Northrop intends to run the Dulles, Virginia-based aerospace and defense contractor as its fourth business sector upon the deal’s completion.
Orbital ATK stockholders will get $134.50 in cash per share under the transaction that has received unanimous approval from both companies’ boards of directors.
Both companies expect to close the transaction in the first half of 2018, subject to approvals by Orbital ATK shareholders and regulatory authorities.
Northrop expects the deal to be accretive to earnings per share in the first year, realize approximately $150 million in annual pre-tax cost savings by 2020 and generate about $30 billion in 2017 pro-forma sales.

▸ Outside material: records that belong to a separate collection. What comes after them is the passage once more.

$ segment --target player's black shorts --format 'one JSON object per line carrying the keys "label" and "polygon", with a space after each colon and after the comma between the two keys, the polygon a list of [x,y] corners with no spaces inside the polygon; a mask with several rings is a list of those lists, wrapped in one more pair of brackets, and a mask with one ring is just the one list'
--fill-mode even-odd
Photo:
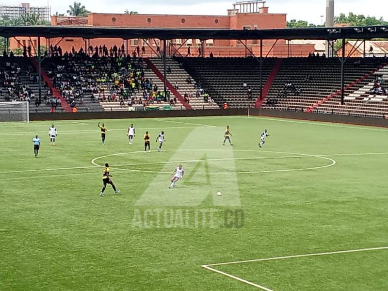
{"label": "player's black shorts", "polygon": [[112,184],[112,180],[111,179],[102,179],[102,182],[104,183],[104,185],[106,185],[107,184]]}

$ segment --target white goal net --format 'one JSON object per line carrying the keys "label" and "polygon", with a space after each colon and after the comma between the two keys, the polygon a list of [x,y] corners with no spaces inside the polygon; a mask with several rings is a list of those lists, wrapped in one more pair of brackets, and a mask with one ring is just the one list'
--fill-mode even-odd
{"label": "white goal net", "polygon": [[23,102],[0,102],[0,122],[30,122],[29,104]]}

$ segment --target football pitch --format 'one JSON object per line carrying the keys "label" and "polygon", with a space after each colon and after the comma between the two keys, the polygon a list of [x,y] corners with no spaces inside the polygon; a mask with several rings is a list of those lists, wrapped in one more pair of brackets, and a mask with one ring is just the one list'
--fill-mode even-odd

Wes Bush, Northrop chairman, president and CEO, said both companies aim to facilitate competition in critical security domains and broaden capabilities in support of clients’ requirements as well as yield value creation through the combination of both firms’ portfolios and “technology-focused cultures.”
David Thompson, president and CEO of Orbital ATK, said the transaction would help Orbital ATK seek new opportunities, maintain performance on current programs and provide career opportunities to employees.
Bush and Thompson are both inductees into Executive Mosaic’s Wash100 for 2017.
Perella Weinberg Partners LP and Cravath, Swaine & Moore LLP respectively serve as financial and legal advisers to Northrop in the transaction.
Citigroup advises Orbital ATK on the deal’s financial aspects, while Hogan Lovells US LLP serves as the firm’s legal counsel.